Gas2Grid estimated the deposits from 14 million to 601 million barrels, with the best estimate of 104 million barrels. The country’s consumption is around 260,000 barrels a day.
The country’s only oil producer in Galoc field in offshore Palawan has only around 25 million barrels. The Malolos 1 is a big upgrade from the current state of the country’soil production.
The company noted that once full production started and oil flows to Philippine market, the domestic oil price could lower by 25% from its current price and 20% decrease in oil import is feasible.
According to Gulfnews, the Service Contract 44 (SC-44) by Gas to Grid is capable of producing oil in the range of 4 to 42 million barrels day, with the “most likely” assessment of 12 million barrels a day.
The Philippines, which rely most of its oil supply from outside producers, mostly from Middle East is hoping to make profit and give more local jobs through the SC-44 project.

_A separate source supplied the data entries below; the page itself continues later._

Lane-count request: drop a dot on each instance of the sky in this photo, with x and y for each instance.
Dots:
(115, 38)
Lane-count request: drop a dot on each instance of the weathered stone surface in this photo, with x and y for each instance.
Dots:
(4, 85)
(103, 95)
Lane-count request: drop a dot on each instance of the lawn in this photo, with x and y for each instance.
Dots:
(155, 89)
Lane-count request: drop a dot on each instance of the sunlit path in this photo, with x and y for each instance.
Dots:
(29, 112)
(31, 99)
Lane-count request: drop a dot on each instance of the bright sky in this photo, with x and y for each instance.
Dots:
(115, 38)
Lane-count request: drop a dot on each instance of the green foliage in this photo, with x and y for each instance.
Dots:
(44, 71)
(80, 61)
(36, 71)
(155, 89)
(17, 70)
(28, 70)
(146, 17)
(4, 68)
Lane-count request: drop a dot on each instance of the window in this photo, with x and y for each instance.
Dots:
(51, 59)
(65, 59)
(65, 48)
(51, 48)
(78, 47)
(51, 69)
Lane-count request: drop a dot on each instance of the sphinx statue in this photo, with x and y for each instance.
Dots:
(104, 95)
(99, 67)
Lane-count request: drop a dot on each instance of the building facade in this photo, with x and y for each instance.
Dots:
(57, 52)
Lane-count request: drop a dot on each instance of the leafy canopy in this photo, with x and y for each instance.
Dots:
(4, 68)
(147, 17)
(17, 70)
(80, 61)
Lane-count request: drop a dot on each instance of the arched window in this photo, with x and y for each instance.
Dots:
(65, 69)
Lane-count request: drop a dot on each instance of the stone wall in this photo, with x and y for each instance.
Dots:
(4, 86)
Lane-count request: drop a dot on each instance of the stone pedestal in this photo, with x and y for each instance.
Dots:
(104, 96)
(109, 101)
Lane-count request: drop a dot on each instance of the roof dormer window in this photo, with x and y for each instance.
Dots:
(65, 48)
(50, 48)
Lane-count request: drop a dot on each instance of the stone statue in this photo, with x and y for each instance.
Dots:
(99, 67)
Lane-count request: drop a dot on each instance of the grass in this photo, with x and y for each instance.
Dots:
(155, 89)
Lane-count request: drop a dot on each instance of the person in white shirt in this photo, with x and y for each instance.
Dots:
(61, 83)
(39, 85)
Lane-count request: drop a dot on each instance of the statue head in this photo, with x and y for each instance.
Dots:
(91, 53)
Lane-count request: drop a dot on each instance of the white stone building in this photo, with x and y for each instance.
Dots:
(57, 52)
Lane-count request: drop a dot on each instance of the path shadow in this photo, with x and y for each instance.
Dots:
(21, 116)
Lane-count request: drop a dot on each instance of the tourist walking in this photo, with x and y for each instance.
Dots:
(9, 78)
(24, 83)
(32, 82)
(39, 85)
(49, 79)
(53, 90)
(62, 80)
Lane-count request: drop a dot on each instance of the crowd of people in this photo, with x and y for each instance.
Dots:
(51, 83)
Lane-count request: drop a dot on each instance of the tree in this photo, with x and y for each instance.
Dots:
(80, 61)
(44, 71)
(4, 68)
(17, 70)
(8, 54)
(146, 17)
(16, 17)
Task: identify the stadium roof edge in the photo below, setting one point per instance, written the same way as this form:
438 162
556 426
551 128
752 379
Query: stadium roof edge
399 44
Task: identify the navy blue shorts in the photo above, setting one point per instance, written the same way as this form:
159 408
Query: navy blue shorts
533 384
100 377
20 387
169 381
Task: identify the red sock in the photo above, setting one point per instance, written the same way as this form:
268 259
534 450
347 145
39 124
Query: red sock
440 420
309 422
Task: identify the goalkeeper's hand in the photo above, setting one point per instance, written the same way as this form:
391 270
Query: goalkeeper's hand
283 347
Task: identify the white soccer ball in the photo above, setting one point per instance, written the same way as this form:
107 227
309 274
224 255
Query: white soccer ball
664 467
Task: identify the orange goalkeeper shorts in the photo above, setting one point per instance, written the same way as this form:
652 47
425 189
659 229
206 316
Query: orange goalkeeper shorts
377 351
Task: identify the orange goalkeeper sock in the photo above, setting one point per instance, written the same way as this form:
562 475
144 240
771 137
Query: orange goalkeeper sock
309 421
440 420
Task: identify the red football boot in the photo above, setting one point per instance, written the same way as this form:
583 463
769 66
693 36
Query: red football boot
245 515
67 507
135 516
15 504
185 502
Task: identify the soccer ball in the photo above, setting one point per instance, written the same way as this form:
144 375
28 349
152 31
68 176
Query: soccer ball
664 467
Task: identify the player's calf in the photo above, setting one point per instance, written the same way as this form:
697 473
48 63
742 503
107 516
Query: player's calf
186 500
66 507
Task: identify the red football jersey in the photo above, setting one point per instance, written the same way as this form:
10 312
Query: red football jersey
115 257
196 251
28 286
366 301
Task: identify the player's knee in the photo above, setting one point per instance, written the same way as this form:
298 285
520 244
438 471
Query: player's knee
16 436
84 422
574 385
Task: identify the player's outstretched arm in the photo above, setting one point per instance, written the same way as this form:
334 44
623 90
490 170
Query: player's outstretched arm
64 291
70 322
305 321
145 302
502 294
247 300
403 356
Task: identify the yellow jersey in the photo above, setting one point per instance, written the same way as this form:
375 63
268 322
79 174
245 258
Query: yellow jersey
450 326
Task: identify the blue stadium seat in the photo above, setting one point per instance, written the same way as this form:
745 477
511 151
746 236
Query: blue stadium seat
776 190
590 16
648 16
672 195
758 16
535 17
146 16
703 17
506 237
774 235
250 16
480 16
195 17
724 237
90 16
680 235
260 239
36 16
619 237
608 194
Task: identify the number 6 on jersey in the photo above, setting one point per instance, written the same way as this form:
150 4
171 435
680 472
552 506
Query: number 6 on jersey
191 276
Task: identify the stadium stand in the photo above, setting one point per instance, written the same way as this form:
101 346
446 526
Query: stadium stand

The oil company is currently on final phase of tests and gathering of technical report. It will take around 6 more months to formally start the production when everything is ready according to DOE.
Earlier last year, rumors about Mindanao having $1 trillion dollar oil reserve shakes Mindanaoans, but the Department of Energy has not given any comment on the saidmatter.
Oil explorations are ongoing in several areas especially in Butuan and Liguasan, but positive result has yet to be announced.